Tweets from fake
Twitter users could prompt the microblogging site to reevaluate processes, according to some industry observers.
Anyone with an email address can create a Twitter account with any name that is
not taken -- and begin posting 140-character-or-less messages to anyone who "follows." But things aren't always what they seem. You are left with the very real possibility of someone impersonating a
celebrity posting to a sea of followers pretending to be brand advocates.
"It's the nature of the Internet," says Yves Darbouze, creative director at pLot Multimedia. "Twitter needs to come up
with an official stamp for each Twitter page, so people can authenticate who they follow."
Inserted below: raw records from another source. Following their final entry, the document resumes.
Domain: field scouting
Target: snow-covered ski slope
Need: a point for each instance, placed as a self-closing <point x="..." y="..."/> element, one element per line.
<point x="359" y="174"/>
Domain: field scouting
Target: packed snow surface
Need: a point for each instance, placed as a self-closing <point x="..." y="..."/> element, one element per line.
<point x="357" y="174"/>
Darbouze and pLot Multimedia have led several re-branding campaigns for Bad Boy Entertainment,
Obama's presidential campaign, Toyota, and Hennessey. The company has also been working to brand clients P. Diddy and Mucinex.
With any social network, there will be people who game the
system. People posted porn to YouTube when it first launched because it was unregulated. Similarly, Facebook and MySpace have dealt with privacy issues and imposing filters. Technorati has also gone
through several iterations of the way it measures blogs because of spam.
And what about pLot? The company hired more than a dozen people to tweet about products and services on Twitter.
Darbouze calls them "buzz agents." It's important for damage control, he says. By creating these proxy accounts, we're able to support messages and excitement about things," he says. "Sometimes people
just go with the crowd. If you create the crowd with the accounts by proxy, you can pretend you're someone you are not. You also can create public opinion and sway someone on the fence."
Incentives to enter ethical gray areas to market products and services sometimes find a client's social media campaign walking a fine line, although it's not illegal, says Paul Verna, senior analyst
at eMarketer. The brand will hire feeding companies to virally spread content that looks user-generated, but it's not.
Twitter may impose consumer privacy and safety regulations and find a way
to authenticate user names that should rid the site of celebrity entertainer, sports and corporate imposters. "The way corporate companies use social media is sometimes murky," Verna says. "It leads
people to think you're an average consumer when you're a hired gun."